En revanche, la stratégie de croissance externe est réalisée par l’acquisition d’autres entités, par fusion avec elles ou par le rachat de leurs actifs (immobilisations corporelles, incorporelles) ou également, une partie organisée de l’entreprise. En choisissant cette voie, les sociétés  accroissent leurs parts de marché très rapidement ou elles accèdent à de nouveaux segments du marché, conquièrent de nouveaux canaux de distribution et surtout augmentent leurs revenus et leurs bénéfices. La croissance externe par le biais d’une fusion ou d’une acquisition est un outil incroyable, qui permet à la société de se développer en temps éclair et de devenir concurentielle sur le marché. Toutefois, cela est possible à condition de choisir le bon partenaire, issu d’une branche comparable ou supplémentaire, d’optimiser la structure de la transaction et avant tout, d’intégrer efficacement les entreprises.

Les fusions-acquisitions sont généralement associées au développement de l’entreprise, et on peut être surpris qu’elles puissent avoir quelque chose en commun avec les processus de restructuration. La restructuration est souvent connotée négativement et elle constitue un processus complexe, censé aider une société rencontrant des difficultés. Le fait est que les activités relevant d’une fusion-acquisition constituent fréquemment des moyens essentiels de restructuration, comme par exemple, la scission de l’entité ou la fusion de sociétés, la séparation et la cession d’une partie de l’entreprise ou sa transformation. Les fusions-acquisitions ne sont pas seulement un moyen exceptionnel de développement de la société, elles font aussi partie des opérations essentielles de restructuration, ayant entre autres pour objectif de rentabiliser l’entité, modifier sa stratégie afin d’améliorer son fonctionnement ou la sortir d’une situation difficile. Cela consiste souvent  à séparer et céder une partie de la société, à trouver un investisseur professionnel ou financier ou à fusionner les entités pour améliorer leur productivité, obtenir une synergie, optimiser les coûts ou améliorer globalement son fonctionnement.

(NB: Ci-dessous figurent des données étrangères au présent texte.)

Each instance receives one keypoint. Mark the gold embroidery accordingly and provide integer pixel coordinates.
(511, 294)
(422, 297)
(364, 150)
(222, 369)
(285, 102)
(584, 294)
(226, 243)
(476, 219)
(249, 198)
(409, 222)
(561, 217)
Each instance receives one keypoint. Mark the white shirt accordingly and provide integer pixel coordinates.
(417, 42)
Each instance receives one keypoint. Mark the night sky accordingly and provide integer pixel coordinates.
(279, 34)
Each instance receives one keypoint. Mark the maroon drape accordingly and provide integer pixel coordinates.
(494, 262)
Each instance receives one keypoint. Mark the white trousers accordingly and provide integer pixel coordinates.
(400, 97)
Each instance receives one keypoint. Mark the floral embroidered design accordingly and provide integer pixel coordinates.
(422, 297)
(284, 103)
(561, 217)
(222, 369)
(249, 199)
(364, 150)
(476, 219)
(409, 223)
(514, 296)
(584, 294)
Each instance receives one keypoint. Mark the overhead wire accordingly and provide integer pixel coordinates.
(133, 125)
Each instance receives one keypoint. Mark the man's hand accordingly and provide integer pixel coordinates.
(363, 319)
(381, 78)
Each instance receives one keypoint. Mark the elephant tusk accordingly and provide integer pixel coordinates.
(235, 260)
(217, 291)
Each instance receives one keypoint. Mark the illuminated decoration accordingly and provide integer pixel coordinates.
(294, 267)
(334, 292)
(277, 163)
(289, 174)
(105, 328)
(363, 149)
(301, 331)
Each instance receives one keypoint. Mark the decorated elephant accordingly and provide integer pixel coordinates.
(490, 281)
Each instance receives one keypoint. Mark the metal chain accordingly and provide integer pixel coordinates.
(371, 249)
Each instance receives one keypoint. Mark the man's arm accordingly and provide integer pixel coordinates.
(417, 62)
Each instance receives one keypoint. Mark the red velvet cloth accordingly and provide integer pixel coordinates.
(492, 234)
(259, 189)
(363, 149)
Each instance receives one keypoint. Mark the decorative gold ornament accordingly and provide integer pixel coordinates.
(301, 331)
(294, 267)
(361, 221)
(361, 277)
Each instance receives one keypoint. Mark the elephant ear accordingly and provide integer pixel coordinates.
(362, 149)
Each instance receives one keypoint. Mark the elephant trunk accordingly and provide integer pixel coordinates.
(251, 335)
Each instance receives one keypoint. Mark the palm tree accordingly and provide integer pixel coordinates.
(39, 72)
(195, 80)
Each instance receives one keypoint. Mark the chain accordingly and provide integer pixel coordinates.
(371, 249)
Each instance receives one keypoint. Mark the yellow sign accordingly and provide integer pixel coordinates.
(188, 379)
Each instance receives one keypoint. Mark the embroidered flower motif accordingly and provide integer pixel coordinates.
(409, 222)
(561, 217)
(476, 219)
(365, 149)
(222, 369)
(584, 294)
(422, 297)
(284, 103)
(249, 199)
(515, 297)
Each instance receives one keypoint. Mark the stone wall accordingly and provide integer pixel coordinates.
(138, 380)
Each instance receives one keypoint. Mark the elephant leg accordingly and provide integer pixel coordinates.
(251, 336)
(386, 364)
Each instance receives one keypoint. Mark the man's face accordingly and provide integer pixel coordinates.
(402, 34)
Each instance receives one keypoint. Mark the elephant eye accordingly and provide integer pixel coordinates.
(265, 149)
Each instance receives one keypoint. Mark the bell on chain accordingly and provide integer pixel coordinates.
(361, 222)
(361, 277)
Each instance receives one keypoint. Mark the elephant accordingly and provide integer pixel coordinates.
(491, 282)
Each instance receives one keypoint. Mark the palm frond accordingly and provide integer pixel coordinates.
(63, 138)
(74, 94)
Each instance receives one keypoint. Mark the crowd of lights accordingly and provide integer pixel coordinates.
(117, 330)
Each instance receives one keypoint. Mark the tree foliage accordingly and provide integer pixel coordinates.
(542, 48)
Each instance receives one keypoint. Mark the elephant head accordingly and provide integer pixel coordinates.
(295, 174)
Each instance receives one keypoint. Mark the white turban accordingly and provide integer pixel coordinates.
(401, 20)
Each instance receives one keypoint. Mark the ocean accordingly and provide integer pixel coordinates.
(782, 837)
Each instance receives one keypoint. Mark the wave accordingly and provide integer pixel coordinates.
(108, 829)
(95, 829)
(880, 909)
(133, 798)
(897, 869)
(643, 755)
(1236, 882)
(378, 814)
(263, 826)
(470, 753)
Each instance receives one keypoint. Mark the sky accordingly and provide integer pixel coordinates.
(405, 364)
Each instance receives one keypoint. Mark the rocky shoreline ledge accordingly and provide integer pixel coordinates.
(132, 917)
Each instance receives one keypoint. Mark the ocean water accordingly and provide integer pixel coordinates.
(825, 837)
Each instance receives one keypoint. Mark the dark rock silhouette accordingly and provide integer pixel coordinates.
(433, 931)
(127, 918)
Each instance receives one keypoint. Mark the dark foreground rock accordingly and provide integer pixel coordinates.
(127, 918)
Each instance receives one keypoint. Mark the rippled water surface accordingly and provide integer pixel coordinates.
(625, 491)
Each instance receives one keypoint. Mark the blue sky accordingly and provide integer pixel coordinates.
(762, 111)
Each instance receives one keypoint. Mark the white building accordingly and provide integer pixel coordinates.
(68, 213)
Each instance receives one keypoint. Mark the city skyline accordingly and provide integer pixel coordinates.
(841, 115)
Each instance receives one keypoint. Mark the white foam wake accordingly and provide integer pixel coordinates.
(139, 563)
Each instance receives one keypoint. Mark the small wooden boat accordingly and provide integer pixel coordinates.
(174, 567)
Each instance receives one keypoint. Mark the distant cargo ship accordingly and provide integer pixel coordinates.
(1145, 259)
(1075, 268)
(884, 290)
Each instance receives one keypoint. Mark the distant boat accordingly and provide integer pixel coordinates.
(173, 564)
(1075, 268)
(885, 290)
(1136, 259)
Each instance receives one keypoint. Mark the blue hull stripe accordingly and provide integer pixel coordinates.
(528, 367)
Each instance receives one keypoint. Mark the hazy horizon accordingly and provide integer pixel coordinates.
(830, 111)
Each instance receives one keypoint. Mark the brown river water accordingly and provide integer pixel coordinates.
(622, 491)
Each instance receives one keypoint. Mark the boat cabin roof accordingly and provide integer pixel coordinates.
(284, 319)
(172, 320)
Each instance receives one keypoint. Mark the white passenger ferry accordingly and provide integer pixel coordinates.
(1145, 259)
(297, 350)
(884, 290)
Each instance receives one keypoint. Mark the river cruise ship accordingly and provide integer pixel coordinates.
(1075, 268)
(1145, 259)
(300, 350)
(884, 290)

Les opérations et activités entreprises dans le cadre d’une fusion-acquisition ne sont pas seulement une alternative à la croissance organique ou un bon outil de restructuration, elles constituent aussi un moyen de se retirer partiellement ou complètement de l’entreprise. Grâce aux activités menées lors des fusions-acquisitions, les sociétés peuvent régler leur succession avec succès. Elles procurent en effet une inspiration aux actionnaires ou associés qui, ayant construit leur entreprise pendant des années, arrivent à la retraite et souhaitent se retirer, ou à ceux qui dans la force de l’âge, ont simplement envie de changer la direction de leur activité et leurs centres d’intérêt. Les moyens de réussir sa sortie ou bien de rendre une partie, voire l’intégralité du contrôle de sa société sont nombreux. Les actionnaires ou associés peuvent céder une partie ou la totalité de leur affaire à des investisseurs professionnels, introduire dans leur société un investisseur financier ou également fusionner avec une autre entité et transmettre leur contrôle en conservant une partie de leur propriété.

Bref, on peut dire que les activités entreprises dans le cadre des fusions-acquisitions ont de nombreuses applications, c’est pourquoi il vaut la peine de se familiariser avec le sujet, car chaque dirigeant d’entreprise trouvera directement ou indirectement quelque chose  pour lui en la matière.